The Italian opted to spend the week at home in Cerro Veronese rather than contesting post-Tour criteriums and arrives in Spain hoping to shine on a course well-suited to his characteristics. However, Cunego warned that the climb of the Jaizkibel is not always as decisive as it ought to be.
“Technically there shouldn’t be problems, but there have always been strange races [at the Clasica San Sebastian],” Cunego told Gazzetta dello Sport. “After the Jaizkibel, there have been riders who’ve gotten back on and then counter-attacked and it’s all over… But maybe this will be the right occasion for me.”
The second half of Cunego’s season will see him focus largely on one-day races, but he was pleased to reiterate his credentials as a stage racer at the Tour de France. Winner of the Giro d’Italia in 2004, Cunego had never scaled such heights over three weeks since but he explained that preparing specifically for the Tour had paid rich dividends.
“It did me good to work at altitude, it did me good to lose a couple of kilos,” Cunego said. “I’ve realised that I can’t do the spring classics and the Giro in the same year at a high level.”
Already a triple winner of the Tour of Lombardy, Cunego has a fourth triumph in the Race of the Falling Leaves in his sights this October. “I now have clear ideas for the end of the season, where I will aim straight for the Tour of Lombardy,” he said.
Cunego also acknowledged that he will have to up the ante once again for 2012. “7th place at the Tour was hailed as a good result this year but it might not be next year.”
Following in Evans’ footsteps at the Mapei Centre
Lampre-ISD manager Roberto Damiani is enthusiastic about Cunego’s return to form, and is hopeful that he can follow in the footsteps of one of his former riders.
“He must take Cadel Evans himself as an example,” Damiani said. “Up until the age of 31, even though he was already a very consistent rider, he was considered a loser.
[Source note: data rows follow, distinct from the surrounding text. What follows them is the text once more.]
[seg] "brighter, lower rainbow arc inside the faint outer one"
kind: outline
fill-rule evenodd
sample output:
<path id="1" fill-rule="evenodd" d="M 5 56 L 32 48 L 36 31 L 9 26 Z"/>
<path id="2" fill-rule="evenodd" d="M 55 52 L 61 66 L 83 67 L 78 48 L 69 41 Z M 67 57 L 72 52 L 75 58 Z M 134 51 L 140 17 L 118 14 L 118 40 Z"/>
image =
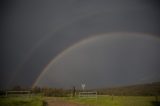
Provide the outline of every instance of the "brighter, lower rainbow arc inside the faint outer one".
<path id="1" fill-rule="evenodd" d="M 39 74 L 39 76 L 37 77 L 37 79 L 35 80 L 35 82 L 33 83 L 32 87 L 35 87 L 38 85 L 38 83 L 40 82 L 41 78 L 45 75 L 45 73 L 47 72 L 47 70 L 54 64 L 56 63 L 59 59 L 61 59 L 66 53 L 68 53 L 69 51 L 81 46 L 81 45 L 85 45 L 88 42 L 94 41 L 102 36 L 119 36 L 119 35 L 127 35 L 127 36 L 148 36 L 148 37 L 154 37 L 158 40 L 160 40 L 159 37 L 157 36 L 153 36 L 151 34 L 142 34 L 142 33 L 130 33 L 130 32 L 117 32 L 117 33 L 103 33 L 103 34 L 98 34 L 98 35 L 93 35 L 91 37 L 87 37 L 83 40 L 80 40 L 79 42 L 73 44 L 72 46 L 66 48 L 65 50 L 63 50 L 61 53 L 59 53 L 55 58 L 53 58 L 47 65 L 46 67 L 41 71 L 41 73 Z"/>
Then he won the Worlds at 32, a Tour at 34 and put everything to rights.”
Like Evans, Cunego’s training is planned by the Mapei Centre in Castellanza. He began his collaboration with the centre last autumn, after a season in which he failed to land a win of any description.
“The first evaluation was an endurance test and that gave us confirmation of his good base values,” coach Andrea Morelli said. “Values which are similar to Evans’ in certain respects, in that he is a rider suited both to Classics and Grand Tours.”
Given his potential in a wide variety of races, Cunego admitted that he had spread himself too thinly in 2010, and one of the key changes he made ahead of his season was to put together a leaner and more focused racing programme. Cunego was also encouraged to change his climbing style, particularly on longer ascensions.
“We changed the way Cunego tackled resistance climbs, lowering his cadence,” Morelli said. “Then we worked on his speed with sprints and variations in rhythm behind a scooter to give him back the characteristics that made him able to win from small groups.”
Perhaps the most crucial change was to Cunego’s weight, however. With slight changes to his diet, the Italian has lost 5kg since his first visit to the Mapei Centre in October. He now has an in-form weight of between 58 and 58.5kg, something which made all the difference on the long climbs of the Tour de France.
Somewhat unusually for a Grand Tour rider, however, Cunego does not race or train using a power-meter, a situation which Morelli hopes will change in the off-season.
“There’s a technical problem with the team that I hope will be resolved as soon as possible,” Morelli said. “Lampre, perhaps for sponsorship reasons, don’t use instruments to measure power. And that data, especially from races, is real data, and thus particularly important.”